Detection Methods for CVE-2026-5661
Indicators of Compromise
- Unexpected restarts or crashes of the Free5GC AMF service shortly after receiving NG signaling traffic
- Anomalous NGSetupRequest messages originating from unknown or unauthorized gNodeB identifiers
- Spikes in SCTP association attempts targeting the AMF N2 interface from a single source
Detection Strategies
- Monitor AMF process health and log entries around NGSetupRequest handling for panics, stack traces, or abrupt exits
- Inspect SCTP traffic to the N2 interface for malformed NGAP PDUs or repeated setup attempts that fail decoding
- Correlate gNodeB identity values in setup requests against an allowlist defined in amfcfg.yaml
Monitoring Recommendations
- Enable verbose AMF logging during evaluation and forward logs to a central SIEM for pattern analysis
- Alert on AMF restart frequency exceeding baseline thresholds within short time windows
- Track NGAP setup failure counters exposed by Free5GC metrics endpoints
How to Mitigate CVE-2026-5661
Immediate Actions Required
- Restrict network access to the AMF N2 SCTP endpoint to known, authenticated gNodeB peers only
- Apply the upstream fix from the Free5GC AMF pull request 201 once merged into a release
- Audit amfcfg.yaml for exposure of the N2 interface on untrusted networks
Patch Information
The Free5GC project is addressing the issue through pull request 201 in the AMF repository.
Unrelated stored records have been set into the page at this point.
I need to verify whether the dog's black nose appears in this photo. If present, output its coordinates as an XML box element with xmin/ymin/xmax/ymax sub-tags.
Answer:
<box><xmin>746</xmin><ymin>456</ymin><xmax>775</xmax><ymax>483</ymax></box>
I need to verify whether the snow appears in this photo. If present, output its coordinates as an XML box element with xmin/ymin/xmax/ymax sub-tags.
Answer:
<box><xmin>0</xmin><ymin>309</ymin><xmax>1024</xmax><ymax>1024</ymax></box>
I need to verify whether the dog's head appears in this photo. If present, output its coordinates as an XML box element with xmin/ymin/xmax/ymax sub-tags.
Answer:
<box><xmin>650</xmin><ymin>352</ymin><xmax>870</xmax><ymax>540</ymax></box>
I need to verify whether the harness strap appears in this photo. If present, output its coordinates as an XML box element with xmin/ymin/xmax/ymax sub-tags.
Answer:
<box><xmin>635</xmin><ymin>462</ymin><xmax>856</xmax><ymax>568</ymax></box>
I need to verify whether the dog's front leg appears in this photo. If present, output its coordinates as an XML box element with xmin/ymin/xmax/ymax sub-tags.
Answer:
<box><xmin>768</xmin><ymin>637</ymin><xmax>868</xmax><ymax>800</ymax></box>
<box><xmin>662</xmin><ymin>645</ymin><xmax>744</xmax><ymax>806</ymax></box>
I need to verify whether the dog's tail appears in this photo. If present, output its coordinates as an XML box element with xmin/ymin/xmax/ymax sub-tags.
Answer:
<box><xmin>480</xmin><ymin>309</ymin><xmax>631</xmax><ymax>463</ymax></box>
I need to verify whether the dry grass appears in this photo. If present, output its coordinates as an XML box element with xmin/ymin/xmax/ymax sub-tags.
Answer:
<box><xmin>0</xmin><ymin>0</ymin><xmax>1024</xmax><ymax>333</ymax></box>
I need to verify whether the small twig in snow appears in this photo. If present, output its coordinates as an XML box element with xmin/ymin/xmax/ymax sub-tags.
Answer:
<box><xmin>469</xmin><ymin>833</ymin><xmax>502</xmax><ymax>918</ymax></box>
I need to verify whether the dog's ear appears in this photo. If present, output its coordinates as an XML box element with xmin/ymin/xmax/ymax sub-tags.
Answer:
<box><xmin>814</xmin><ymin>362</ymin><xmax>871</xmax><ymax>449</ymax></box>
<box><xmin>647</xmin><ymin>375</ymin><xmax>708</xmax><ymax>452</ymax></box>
Operators should track the main Free5GC repository for a tagged release that incorporates the fix and upgrade promptly. Until a patched release is available, apply the changes manually from the pull request after validating them in a non-production environment.
Workarounds
- Place network access control lists between transport networks and the AMF, allowing only trusted gNodeB source addresses
- Deploy an SCTP-aware firewall or IPsec gateway to authenticate and filter N2 traffic
- Run the AMF under a process supervisor that automatically restarts the service while investigations and patching proceed
# Example iptables rule restricting AMF SCTP N2 access to a trusted gNodeB
iptables -A INPUT -p sctp --dport 38412 -s 10.10.0.0/24 -j ACCEPT
iptables -A INPUT -p sctp --dport 38412 -j DROP
Disclaimer: This content was generated using AI. While we strive for accuracy, please verify critical information with official sources.